Why would such an enriching activity as play also be a source of so much anarchy and fear? Sutton- Smith found one possible answer by reading Stephen Jay Gould, the author and evolutionary biologist. The most highly adaptive organisms, Gould wrote, are those that embody both the positive and the negative, organisms that ‘‘possess an opposite set of attributes usually devalued in our culture: sloppiness, broad potential, quirkiness, unpredictability and, above all, massive redundancy.’’ Finely tuned specific adaptations can lead to blind alleys and extinction, he wrote; ‘‘the key is flexibility.’’
What Gould called quirkiness, Sutton-Smith called play. ‘‘Animal play has been described by many investigators as fragmentary, disorderly, unpredictable and exaggerated,’’ Sutton-Smith wrote, and ‘‘child play has been said to be improvised, vertiginous and nonsensical.’’ The adaptive advantage to a behavior that is multifaceted, then, is that pursuing it, enjoying it, needing it to get through the day, allows for a wider range in a play-loving person’s behavioral repertory, which is always handy, just in case.
Playing might serve a different evolutionary function too, he suggests: it helps us face our existential dread. The individual most likely to prevail is the one who believes in possibilities — an optimist, a creative thinker, a person who has a sense of power and control. Imaginative play, even when it involves mucking around in the phantasmagoria, creates such a person. ‘‘The adaptive advantage has often gone to those who ventured upon their possibility with cries of exultant commitment,’’ Sutton-Smith wrote. ‘‘What is adaptive about play, therefore, may be not only the skills that are a part of it but also the willful belief in acting out one’s own capacity for the future.’’
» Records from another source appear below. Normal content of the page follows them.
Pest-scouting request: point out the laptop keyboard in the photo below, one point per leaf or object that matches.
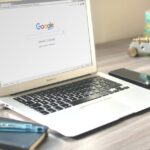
(65, 96)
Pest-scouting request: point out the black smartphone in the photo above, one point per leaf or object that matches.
(137, 78)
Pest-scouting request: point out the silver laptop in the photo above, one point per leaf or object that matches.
(48, 68)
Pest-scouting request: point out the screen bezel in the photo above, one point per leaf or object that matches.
(59, 77)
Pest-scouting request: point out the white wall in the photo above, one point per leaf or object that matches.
(118, 19)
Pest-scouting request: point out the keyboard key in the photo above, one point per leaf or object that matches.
(65, 96)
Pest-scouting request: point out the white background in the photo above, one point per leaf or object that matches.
(27, 53)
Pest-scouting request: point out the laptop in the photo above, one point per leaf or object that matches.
(48, 68)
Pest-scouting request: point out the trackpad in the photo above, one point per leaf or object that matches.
(91, 116)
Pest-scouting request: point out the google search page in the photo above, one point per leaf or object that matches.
(42, 39)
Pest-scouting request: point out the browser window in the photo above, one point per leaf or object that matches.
(38, 40)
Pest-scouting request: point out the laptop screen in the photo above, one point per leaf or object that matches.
(42, 38)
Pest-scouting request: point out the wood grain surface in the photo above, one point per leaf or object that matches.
(130, 133)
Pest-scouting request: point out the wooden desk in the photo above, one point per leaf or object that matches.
(132, 133)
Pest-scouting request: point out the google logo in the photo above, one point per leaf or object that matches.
(44, 26)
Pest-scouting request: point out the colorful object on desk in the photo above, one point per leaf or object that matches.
(20, 135)
(139, 47)
(21, 127)
(147, 24)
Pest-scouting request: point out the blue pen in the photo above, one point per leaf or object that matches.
(21, 127)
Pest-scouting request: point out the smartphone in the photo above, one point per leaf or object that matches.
(140, 79)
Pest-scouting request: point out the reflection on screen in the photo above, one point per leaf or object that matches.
(44, 38)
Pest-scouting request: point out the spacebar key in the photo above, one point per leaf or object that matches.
(92, 97)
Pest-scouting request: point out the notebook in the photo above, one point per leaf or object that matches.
(48, 68)
(20, 140)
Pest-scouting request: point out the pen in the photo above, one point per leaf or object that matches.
(21, 127)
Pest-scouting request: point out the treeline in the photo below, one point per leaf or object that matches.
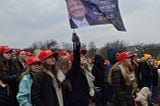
(139, 49)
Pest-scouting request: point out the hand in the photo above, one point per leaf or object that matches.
(75, 38)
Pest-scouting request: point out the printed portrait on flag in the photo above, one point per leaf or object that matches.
(94, 12)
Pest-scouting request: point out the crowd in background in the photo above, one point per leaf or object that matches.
(46, 78)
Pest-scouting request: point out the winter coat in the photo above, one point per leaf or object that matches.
(79, 96)
(24, 95)
(146, 73)
(43, 92)
(122, 95)
(98, 72)
(112, 60)
(8, 76)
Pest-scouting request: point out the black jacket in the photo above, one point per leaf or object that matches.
(79, 96)
(43, 92)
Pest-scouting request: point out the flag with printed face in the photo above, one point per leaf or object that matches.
(94, 12)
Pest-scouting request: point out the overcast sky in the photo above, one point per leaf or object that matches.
(23, 22)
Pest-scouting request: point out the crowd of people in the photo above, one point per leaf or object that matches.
(45, 78)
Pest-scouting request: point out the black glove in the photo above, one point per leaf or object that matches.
(75, 38)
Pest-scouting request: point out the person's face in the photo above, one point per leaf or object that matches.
(83, 60)
(7, 55)
(50, 60)
(128, 61)
(35, 67)
(76, 9)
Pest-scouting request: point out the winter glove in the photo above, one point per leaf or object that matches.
(75, 38)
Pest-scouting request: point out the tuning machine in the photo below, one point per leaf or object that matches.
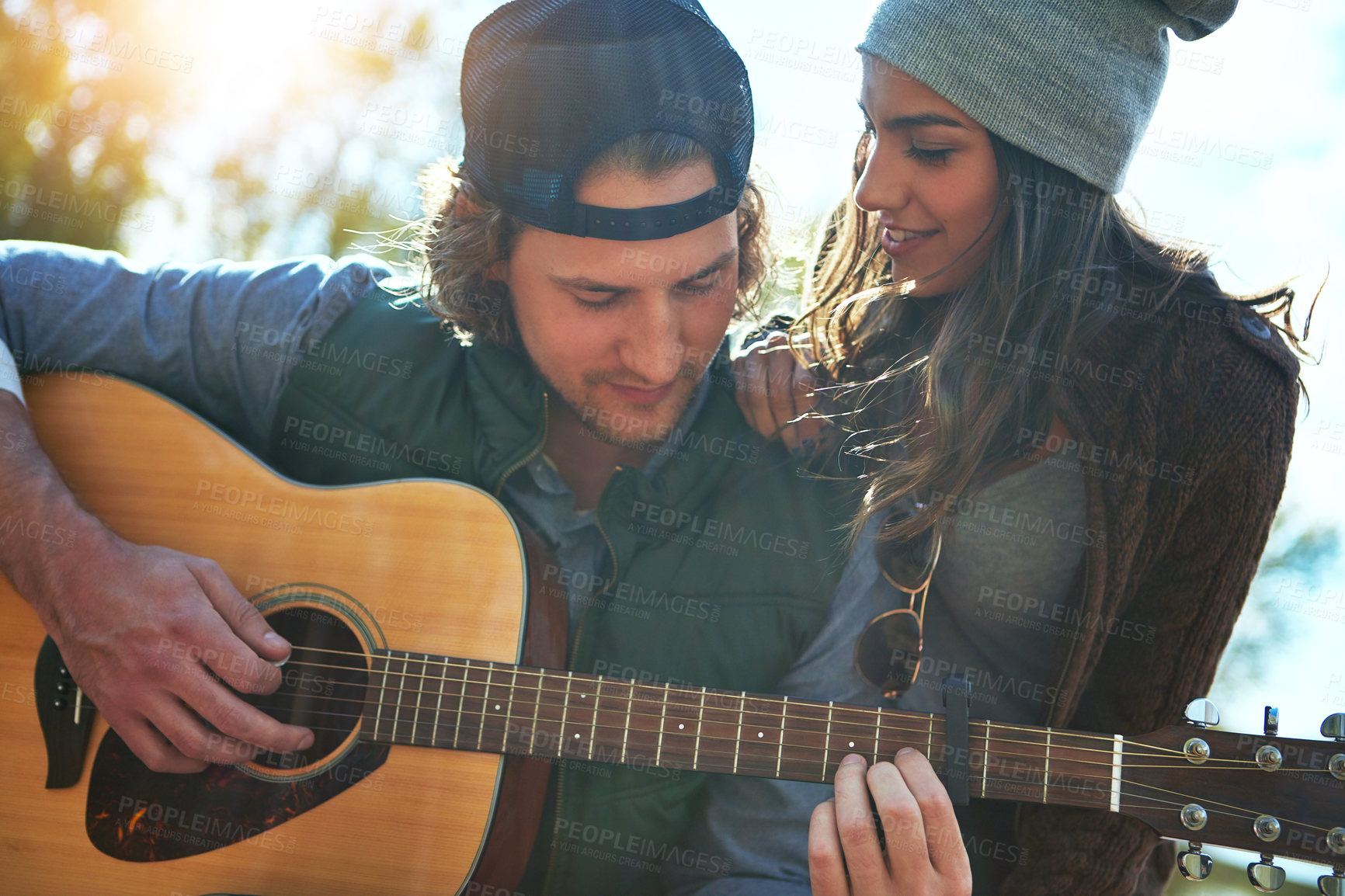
(1333, 727)
(1194, 864)
(1201, 712)
(1266, 875)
It’s a pretty idea, the notion that play gives you hope for a better tomorrow, but science demands something a little less squishy. Science demands that if there are important long-term benefits to play, they must be demonstrated. That is why studies of play-deprived rats are so fascinating; they offer objective evidence that in at least some animals, insufficient play can have serious consequences.
Even when science suggests certain answers, however, it cannot easily make the leap from young rats to young humans, nor tell us much of anything about how those young children should behave. What if all the things we hope children derive from free play — cognitive flexibility, social competence, creative problem-solving, mastery of their own bodies and their own environments — can be learned just as well by teaching these skills directly? What if the only clear advantage to the vanishing 20-minute recess is that it makes kids less restless in class, something that can be just as easily accomplished by a jog around the all-purpose room?
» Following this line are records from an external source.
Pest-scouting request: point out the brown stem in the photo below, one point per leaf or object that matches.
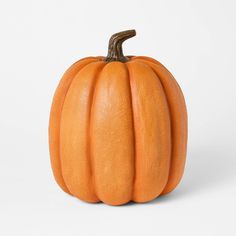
(115, 52)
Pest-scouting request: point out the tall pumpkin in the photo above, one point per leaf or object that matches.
(118, 128)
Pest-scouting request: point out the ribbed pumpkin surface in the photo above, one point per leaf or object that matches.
(118, 131)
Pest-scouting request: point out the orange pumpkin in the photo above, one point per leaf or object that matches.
(118, 128)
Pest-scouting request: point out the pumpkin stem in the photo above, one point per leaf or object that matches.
(115, 52)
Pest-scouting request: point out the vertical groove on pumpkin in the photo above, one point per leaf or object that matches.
(89, 130)
(131, 98)
(64, 187)
(170, 115)
(153, 63)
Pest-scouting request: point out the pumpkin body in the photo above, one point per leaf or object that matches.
(118, 131)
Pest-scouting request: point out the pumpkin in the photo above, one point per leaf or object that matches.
(118, 128)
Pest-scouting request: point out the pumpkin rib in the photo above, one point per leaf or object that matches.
(111, 136)
(134, 135)
(179, 124)
(152, 163)
(76, 180)
(89, 128)
(55, 115)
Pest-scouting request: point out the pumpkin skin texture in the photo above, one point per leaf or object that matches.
(118, 130)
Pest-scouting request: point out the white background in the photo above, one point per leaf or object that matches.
(196, 40)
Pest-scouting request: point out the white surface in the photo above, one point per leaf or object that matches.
(196, 40)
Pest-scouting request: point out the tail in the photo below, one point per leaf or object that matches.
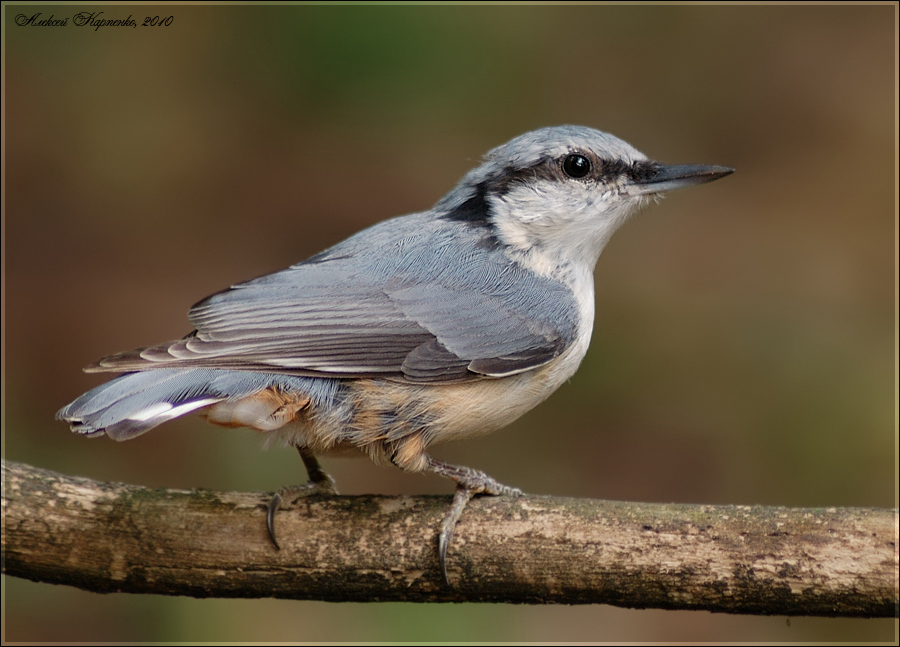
(135, 403)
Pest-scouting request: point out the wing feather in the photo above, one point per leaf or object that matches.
(406, 299)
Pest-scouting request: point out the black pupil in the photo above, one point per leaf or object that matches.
(577, 166)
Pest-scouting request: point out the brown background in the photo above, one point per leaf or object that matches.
(744, 342)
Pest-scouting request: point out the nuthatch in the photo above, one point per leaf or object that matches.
(436, 326)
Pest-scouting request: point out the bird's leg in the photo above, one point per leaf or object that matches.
(469, 482)
(319, 483)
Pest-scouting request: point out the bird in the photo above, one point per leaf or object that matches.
(435, 326)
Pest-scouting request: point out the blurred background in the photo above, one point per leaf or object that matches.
(743, 347)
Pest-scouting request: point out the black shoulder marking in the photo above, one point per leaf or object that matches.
(475, 210)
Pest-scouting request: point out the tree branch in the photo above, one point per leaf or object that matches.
(737, 559)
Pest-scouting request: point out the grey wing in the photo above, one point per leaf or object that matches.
(407, 299)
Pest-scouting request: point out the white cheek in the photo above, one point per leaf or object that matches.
(558, 224)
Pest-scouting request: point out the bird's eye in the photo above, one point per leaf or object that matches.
(576, 166)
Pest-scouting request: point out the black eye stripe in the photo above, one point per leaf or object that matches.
(576, 166)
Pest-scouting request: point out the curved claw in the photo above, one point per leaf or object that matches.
(460, 499)
(274, 504)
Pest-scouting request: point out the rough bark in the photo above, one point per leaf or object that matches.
(110, 537)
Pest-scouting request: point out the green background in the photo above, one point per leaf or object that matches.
(743, 347)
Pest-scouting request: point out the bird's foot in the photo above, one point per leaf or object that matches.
(469, 482)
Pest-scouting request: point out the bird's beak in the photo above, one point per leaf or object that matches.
(669, 178)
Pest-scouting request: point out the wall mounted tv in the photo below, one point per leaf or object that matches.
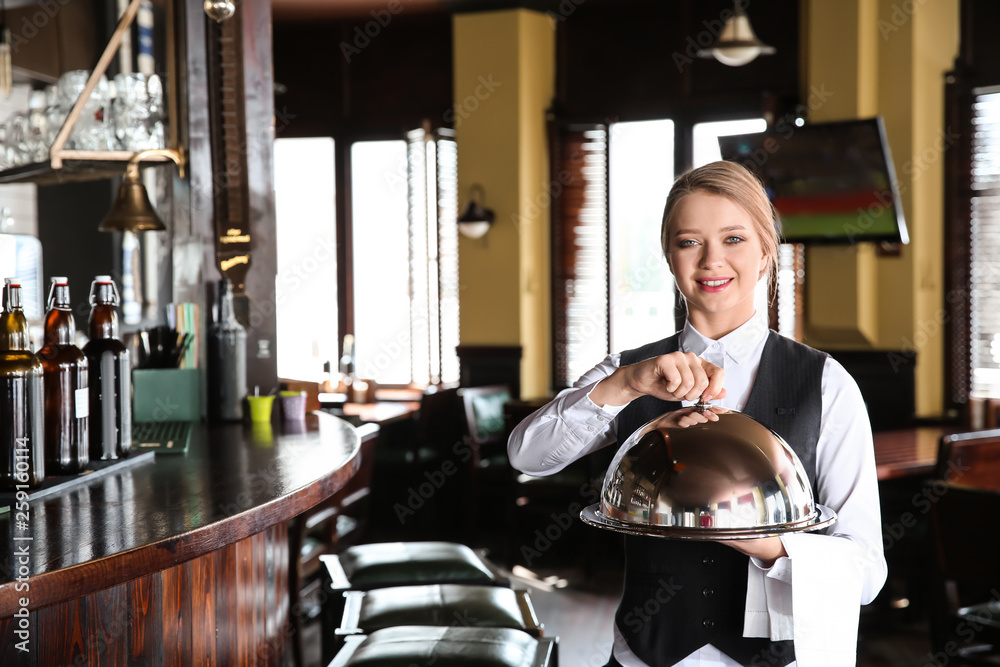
(829, 182)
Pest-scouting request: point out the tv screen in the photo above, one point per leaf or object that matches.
(829, 182)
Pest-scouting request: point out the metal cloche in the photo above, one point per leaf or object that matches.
(728, 479)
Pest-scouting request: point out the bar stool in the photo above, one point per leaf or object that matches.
(388, 564)
(448, 647)
(439, 605)
(383, 564)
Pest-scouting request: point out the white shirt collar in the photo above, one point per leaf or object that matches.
(739, 344)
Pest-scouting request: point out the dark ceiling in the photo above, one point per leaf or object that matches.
(339, 9)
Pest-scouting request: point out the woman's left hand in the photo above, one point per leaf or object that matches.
(691, 416)
(766, 549)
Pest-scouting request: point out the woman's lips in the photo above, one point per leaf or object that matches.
(714, 284)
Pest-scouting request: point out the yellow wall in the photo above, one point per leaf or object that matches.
(888, 58)
(504, 77)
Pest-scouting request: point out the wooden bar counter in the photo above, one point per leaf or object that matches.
(179, 560)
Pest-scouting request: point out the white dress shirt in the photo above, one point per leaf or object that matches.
(813, 595)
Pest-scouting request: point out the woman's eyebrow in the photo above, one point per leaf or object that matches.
(731, 228)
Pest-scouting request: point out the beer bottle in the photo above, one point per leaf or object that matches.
(67, 402)
(22, 449)
(227, 361)
(110, 376)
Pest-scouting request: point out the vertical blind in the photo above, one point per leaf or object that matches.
(433, 257)
(580, 251)
(984, 244)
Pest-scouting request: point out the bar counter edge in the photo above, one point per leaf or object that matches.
(184, 555)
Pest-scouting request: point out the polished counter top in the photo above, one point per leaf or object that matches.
(233, 482)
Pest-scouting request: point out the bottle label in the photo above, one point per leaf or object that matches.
(82, 397)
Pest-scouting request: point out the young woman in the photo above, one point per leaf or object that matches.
(767, 601)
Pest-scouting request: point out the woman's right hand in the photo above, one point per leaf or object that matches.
(678, 376)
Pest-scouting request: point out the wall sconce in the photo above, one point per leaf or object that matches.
(219, 10)
(737, 43)
(476, 220)
(131, 210)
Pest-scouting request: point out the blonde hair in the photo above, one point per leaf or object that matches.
(736, 183)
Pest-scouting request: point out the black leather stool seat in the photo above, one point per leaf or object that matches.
(384, 564)
(457, 605)
(406, 646)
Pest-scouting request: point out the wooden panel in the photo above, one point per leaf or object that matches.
(70, 641)
(146, 613)
(226, 617)
(176, 614)
(203, 608)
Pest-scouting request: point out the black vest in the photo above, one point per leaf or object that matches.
(681, 595)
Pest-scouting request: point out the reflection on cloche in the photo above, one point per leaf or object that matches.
(728, 479)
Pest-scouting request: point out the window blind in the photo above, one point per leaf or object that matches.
(432, 169)
(580, 251)
(984, 244)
Which brings us back to wondering what would be lost if the Cassandras are right, whether children would suffer if free play really does turn out to be a thing of the past. It seems almost ludicrous to ask such a question. Of course play is good for something; it is the essence of good. Watch children at play, and the benefits are so obvious: just look at those ecstatic faces, just listen to those joyful squeals. Stuart Brown alluded to it in his library talk last month. ‘‘Look at life without play, and it’s not much of a life,’’ he told the audience. ‘‘If you think of all the things we do that are play related and erase those, it’s pretty hard to keep going.’’ Without play, he said, ‘‘there’s a sense of dullness, lassitude and pessimism, which doesn’t work well in the world we live in.’’
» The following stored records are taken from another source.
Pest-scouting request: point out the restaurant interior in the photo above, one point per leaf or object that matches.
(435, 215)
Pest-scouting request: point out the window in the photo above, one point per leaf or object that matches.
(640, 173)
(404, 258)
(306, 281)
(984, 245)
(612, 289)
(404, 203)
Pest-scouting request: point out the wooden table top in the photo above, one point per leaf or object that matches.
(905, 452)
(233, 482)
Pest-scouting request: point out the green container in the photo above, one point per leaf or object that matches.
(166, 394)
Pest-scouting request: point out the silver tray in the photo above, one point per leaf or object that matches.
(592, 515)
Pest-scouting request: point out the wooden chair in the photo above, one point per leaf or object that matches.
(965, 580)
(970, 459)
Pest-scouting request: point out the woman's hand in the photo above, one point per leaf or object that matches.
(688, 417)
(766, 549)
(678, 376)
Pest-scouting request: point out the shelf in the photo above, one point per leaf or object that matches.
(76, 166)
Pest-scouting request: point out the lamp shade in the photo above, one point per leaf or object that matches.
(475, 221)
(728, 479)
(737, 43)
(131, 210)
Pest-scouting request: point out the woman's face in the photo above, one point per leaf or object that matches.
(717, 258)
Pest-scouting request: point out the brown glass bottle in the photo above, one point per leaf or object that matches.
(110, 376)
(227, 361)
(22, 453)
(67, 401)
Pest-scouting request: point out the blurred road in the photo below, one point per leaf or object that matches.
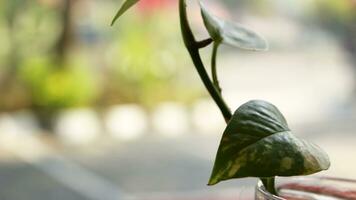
(149, 168)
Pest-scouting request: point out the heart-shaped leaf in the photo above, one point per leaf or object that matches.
(258, 143)
(229, 33)
(125, 6)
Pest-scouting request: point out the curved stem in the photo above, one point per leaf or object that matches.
(213, 67)
(193, 49)
(269, 184)
(204, 43)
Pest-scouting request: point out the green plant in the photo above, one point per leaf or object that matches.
(257, 141)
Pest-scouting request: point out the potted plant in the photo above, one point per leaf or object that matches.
(257, 141)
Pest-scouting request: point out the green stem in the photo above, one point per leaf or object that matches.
(269, 184)
(193, 49)
(213, 67)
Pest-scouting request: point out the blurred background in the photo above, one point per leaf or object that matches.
(89, 111)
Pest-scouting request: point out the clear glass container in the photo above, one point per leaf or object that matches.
(309, 188)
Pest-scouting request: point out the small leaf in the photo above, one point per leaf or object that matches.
(229, 33)
(125, 6)
(258, 143)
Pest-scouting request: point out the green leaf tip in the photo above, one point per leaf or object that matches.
(257, 142)
(125, 6)
(232, 34)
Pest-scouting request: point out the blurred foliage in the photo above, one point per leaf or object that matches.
(151, 59)
(141, 60)
(56, 87)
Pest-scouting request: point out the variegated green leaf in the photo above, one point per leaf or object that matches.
(258, 143)
(229, 33)
(125, 6)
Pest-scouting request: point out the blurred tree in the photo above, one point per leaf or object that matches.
(339, 18)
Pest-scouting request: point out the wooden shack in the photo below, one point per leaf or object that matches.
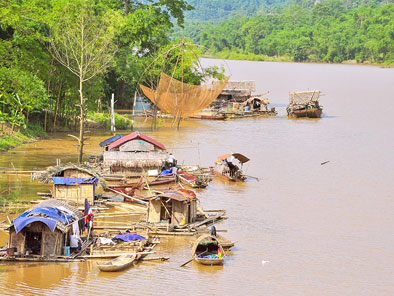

In the end, it comes down to a matter of trade-offs. There are only six hours in a school day, only another six or so till bedtime, and adults are forever trying to cram those hours with activities that are productive, educational and (almost as an afterthought) fun. Animal findings about how play influences brain growth suggest that playing, though it might look silly and purposeless, warrants a place in every child’s day. Not too overblown a place, not too sanctimonious a place, but a place that embraces all styles of play and that recognizes play as every bit as essential to healthful neurological development as test-taking drills, Spanish lessons or Suzuki violin.